Le design numérique: la valeur est dans l’usage

Le designer Jean-Louis Frechin, fondateur de la société NoDesign et enseignant à l’ENSCI (École nationale supérieure de création industrielle), présente la notion de design numérique.

Le journal de l’innovation a eu la gentillesse de m’interroger sur le design et l’innovation.

Qu’est-ce que le design numérique ?
Cette évolution du design est l’art de la conception des produits numériques. L’idée est que les objets sont souvent liés à des représentations de services. Dans ce contexte, le design s’intéresse à la « relation » entre un objet ou un service et un individu. Aujourd’hui, les objets ou les interfaces ne répondent plus à un besoin mais à une forme de désir et de proposition inscrite dans une culture et un contexte. Pour le designer, cela change tout. Les objets sont issus d’un monde numérisé, une internalisation. Ils deviennent en conséquence des services dans la mesure où l’objet représente et incarne l’usage. La chaîne de valeur en est totalement modifiée. La valeur n’est plus dans la propriété mais dans l’usage. Quand les téléphones portables sont à 1 euro, le véritable produit, c’est l’abonnement. 

Qu’en est-il du développement de cette vision en France ? 

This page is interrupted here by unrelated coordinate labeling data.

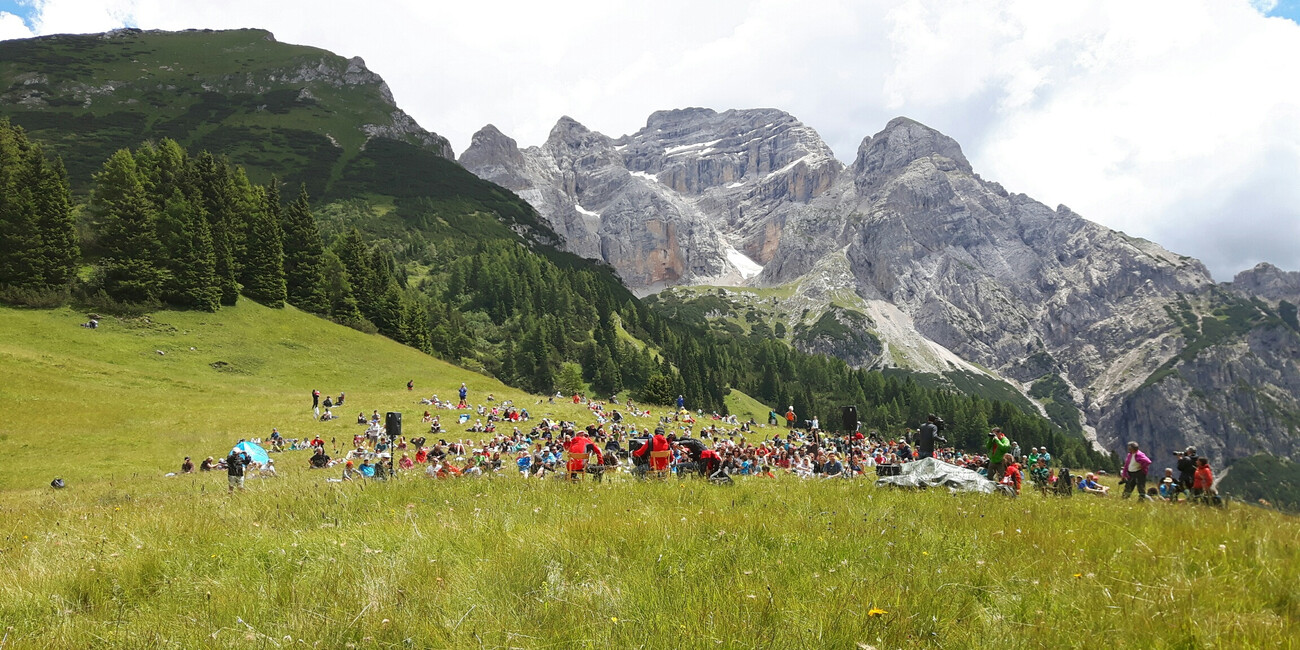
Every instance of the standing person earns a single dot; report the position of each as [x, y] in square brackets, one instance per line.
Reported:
[658, 442]
[1134, 472]
[235, 464]
[999, 446]
[1186, 469]
[927, 436]
[1203, 482]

La notion de la valeur de l’usage n’est pas comprise en France et les entreprises échouent dans la mise sur le marché de produits grand public. Un jeune aujourd’hui achète des vêtements américains ou un téléphone japonais, mais rien de français. Aucun modèle n’est créé pour susciter l’envie. Il n’y a pas de place pour l’innovation non technologique portée par les designers. Le design commence là où s’arrête l’industrie. Dans le même temps, la culture reste cantonné à des temps privés (le soir ou le week-end) et ne se retrouve jamais dans le business. Il y a ainsi un fossé entre la culture et l’entreprise. Pourtant, de nombreux pays européens (Allemagne, Royaume-Uni, pays scandinaves) ont lancé, il y a déjà 20 ou 30 ans, des structures ou des programmes qui font la promotion du design et de sa démarche. En Corée, la politique de design implanté il y a 30 ans a permis l’émergence de Samsung. La France reste un des seuls pays sans programme de design, malgré des initiatives comme celles de l’APCI (Agence pour la Promotion de la Création Industrielle) ou la création du Lieu du Design qui sont à souligner. 

Y a-t-il des signes de changement, de prise en compte de cette vision ?

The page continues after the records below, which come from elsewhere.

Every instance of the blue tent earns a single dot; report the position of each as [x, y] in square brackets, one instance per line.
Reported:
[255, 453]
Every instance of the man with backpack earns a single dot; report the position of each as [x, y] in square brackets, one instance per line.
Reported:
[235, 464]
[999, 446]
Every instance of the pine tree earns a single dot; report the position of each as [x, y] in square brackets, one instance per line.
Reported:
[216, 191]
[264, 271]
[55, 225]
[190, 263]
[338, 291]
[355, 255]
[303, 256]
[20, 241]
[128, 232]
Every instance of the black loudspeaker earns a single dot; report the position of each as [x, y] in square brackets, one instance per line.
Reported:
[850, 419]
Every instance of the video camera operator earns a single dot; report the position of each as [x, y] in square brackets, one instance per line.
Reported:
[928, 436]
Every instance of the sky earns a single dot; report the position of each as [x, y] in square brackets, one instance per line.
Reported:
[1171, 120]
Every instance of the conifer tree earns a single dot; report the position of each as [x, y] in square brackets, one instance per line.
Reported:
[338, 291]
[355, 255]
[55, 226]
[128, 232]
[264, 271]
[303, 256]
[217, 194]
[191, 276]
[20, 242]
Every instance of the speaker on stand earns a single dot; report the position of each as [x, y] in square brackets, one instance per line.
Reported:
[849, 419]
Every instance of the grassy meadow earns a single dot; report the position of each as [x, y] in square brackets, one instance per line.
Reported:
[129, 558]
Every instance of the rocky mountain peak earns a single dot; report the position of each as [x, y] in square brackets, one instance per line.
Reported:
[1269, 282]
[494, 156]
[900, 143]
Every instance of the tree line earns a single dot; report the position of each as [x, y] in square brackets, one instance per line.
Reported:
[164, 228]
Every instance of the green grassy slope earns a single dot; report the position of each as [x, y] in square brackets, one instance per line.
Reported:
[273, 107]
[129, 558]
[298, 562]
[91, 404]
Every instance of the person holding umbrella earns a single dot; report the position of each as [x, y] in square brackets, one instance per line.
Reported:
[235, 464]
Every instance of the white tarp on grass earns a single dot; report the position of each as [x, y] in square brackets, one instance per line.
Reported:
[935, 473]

Si le constat est affligeant, on constate une dynamique, née de la fin d’un modèle. La France se remet en mouvement. Les Etats Généraux de l’Industrie, les pôles de compétitivité, les initiatives comme la Fondation Internet Nouvelle Génération (FING) et dans une moindre mesure l’Emprunt national, donnent des signes positifs d’engagement dans cette démarche. Des initiatives sont lancées. Au sein de l’agence NoDesign, nous collaborons avec le pôle de compétitivité Cap Digital qui est l’un des seuls pôles qui a compris la démarche du design et l’intègre. Une communauté design a même été mise en place dans le pôle. 

Dans nos activités concrètes, NoDesign est partenaire du projet Solen (Système numérique de Lecture Nomade) et de Start-ups comme ComWax ou Senda. Parallèlement, nous travaillons également sur des concepts de la ville numérique de demain. Cette réflexion s’est engagée à l’initiative d’acteurs régionaux. Elle vise à enrichir la seule dimension architecturale pour envisager la ville durable, partagée, numérique. À l’issue de cette réflexion, une exposition sera proposée.